Now that President Donald Trump has taken an apparent stand on banning transgender people from the military — that is, if the “Real Donald Trump” Twitter account wasn’t hacked — a curious thing is happening in the reply section of Trump’s Twitter account. Whereas many people are reminding President Trump that he claimed to support the LGBTQ community and noting that plenty of transgender people are already serving in the military and fighting for our country, others are posting Bible quotes and references to Christianity in Trump’s reply section.
Tweets like those below state that the person is praying for President Trump or hailing Trump as some sort of “God, guns and country” hero in the wake of his military ban on transgender people. All the talk about Trump “cleaning up” the military through a “focused and decisive” effort that some folks feel banning transgender people would accomplish is misguided and an improper use of Christian principles and thought.
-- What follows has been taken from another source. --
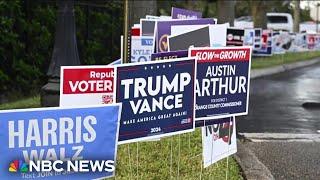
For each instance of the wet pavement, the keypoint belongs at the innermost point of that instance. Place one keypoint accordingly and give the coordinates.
(276, 103)
(276, 109)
Online, you’ll find endless exegesis about Bible verses related to transgender issues, even if you won’t find the exact word “transgender” in Scripture. And you’ll also find The Greatest Commandment, as reported by Bible Hub.
“…and you shall love the Lord your God with all your heart and with all your soul and with all your mind and with all your strength.’ The second is this: ‘Love your neighbor as yourself.’ No other commandment is greater than these.”
That kind of love means praying for one another and not judging each other harshly. It means not being an undercover Christian who is secretly having adulterous affairs but looking down our noses at gay or transgender people as if they are somehow worse than us. It means not disparaging or hailing any first ladies for her naked photos, remarkable beauty, or calling them racist names and posting memes comparing them to monkeys or prostitutes, all the while professing the name of Christ in our bios.
Being a Christ follower is not a license to wholeheartedly forget anything we’ve done or are currently doing wrong in the eyes of the Lord, which roam the earth. Instead, it means admitting our own sins and sharing how the blood of Christ cleaned us up, something not of our own doing, since we didn’t have a crown of thorns pressed into our heads or take lashes and naked beatings and embarrassingly and painfully hang on a cross until we breathed our last breaths.
Being a believer means remembering that “there but for the grace of God, go I.”